Among the others who came close to a podium finish includes
1. Mixed Doubles: Sania Mirza and Rohan Bopanna lost the bronze medal playoffs to Radek Stepanek and Lucie Hradecka of Czech Republic.
2. Abhinav Bindra finished 4th in the finals in the 10m Air rifle.
3. Lalita Babar finished 10th in final in the Women’s 3000m steeplechase.
4. Indian Women Archery team lost in the quarterfinals.
5. Sathish Sivalingam finished 11th in men’s 77kg in men’s weightlifting.
A Sneak peak into the medals table
India with one silver and one bronze ranked 67th in the medal table. To put things in perspective, let us look at some countries which finished ahead of India.
China has one thing which can be compared to India i.e., population. It finished fourth in the table and it was reported that Chinese performance at the Rio Olympics was considered as a flop show by the Chinese media.
Brazil with all the challenges with respect to economy and poverty finished 13th.
Kenya with a low Life expectancy at birth (45.2 in 2002) and with an HDI rank of 148 finished 15th in the medals tally.
Countries like Venezuela (whose economy is spiralling out of control with high inflation), island nations (Singapore, Fiji, Bahamas, Bahrain, Cuba), war-torn nations (Kosovo), sanctioned countries (Iran ranked 25, North Korea ranked 34), poor African nations ( Ethiopia) and a host of other small countries finished above India. Some questions do arise based on the above numbers.
Do these countries take sports more seriously?
Do these countries have a better talent pool than India?

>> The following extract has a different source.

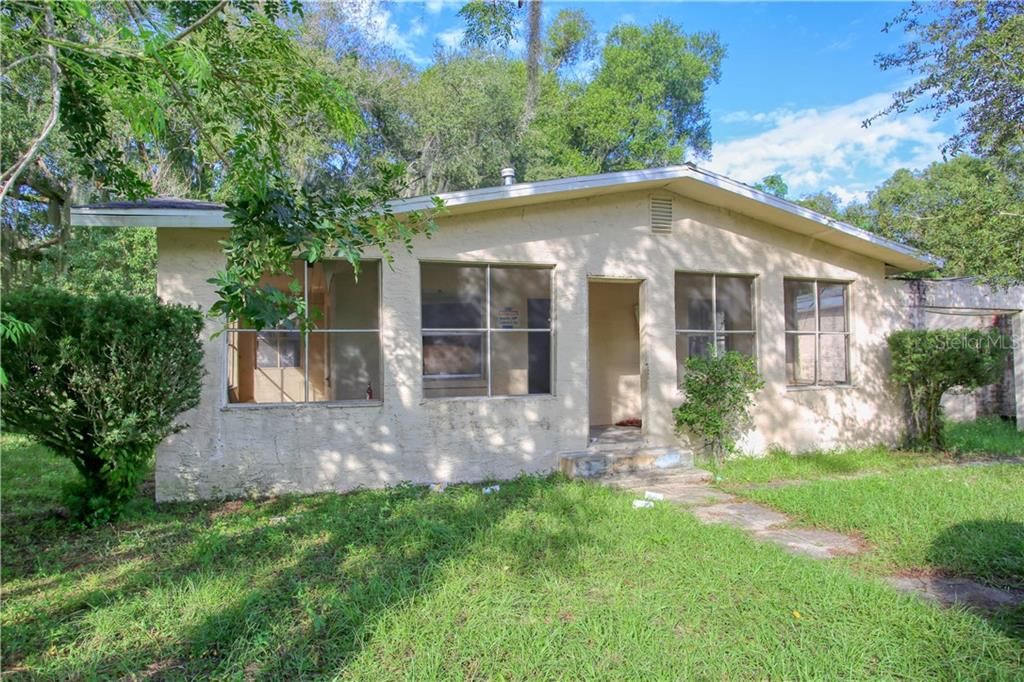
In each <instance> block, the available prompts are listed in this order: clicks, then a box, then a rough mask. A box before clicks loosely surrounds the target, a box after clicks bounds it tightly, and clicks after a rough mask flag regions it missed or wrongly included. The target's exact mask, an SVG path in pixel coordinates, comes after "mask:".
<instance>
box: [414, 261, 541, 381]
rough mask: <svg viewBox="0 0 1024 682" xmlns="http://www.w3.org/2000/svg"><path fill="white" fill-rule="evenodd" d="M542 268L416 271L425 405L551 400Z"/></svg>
mask: <svg viewBox="0 0 1024 682" xmlns="http://www.w3.org/2000/svg"><path fill="white" fill-rule="evenodd" d="M551 278H552V269H551V268H548V267H529V266H506V265H475V264H474V265H463V264H452V263H422V264H421V295H422V317H423V390H424V395H425V396H427V397H456V396H472V395H479V396H489V395H527V394H540V393H550V392H551V374H552V372H551V370H552V368H551V351H552V338H553V333H554V332H553V328H552V324H551V290H552V286H551Z"/></svg>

Should we take Olympics seriously and chart out a plan to win more medals in the coming Olympics?
Can large investments in sports be accommodated within our budget?
Or can the government support private initiatives like that of Gopichand to bring out talents in sports?
This and more questions should be raised by concerned citizens and stakeholders and create a vision for future of sports in India. India as a nation has its reasons to celebrate and its reasons to introspect. While the citizens of the country are very passionate to know about what as a country we have achieved in the global stage, there is lack of will at a policy level on the future course of sports in India. There are barely any sponsors and viewers for many of the games in India. The amount of money doled out by various governments for winners of games in short notice is pretty amazing given the miserly investments the governments allocate towards sports and what more the most followed game in India does not even feature in the Olympics i.e., Cricket. Both governments and citizens have to encourage other games to flourish economically for more talents to take the leap towards sports. It is what we cheer for and what we invest on that will define the future of sports in India. The onus in on all of us.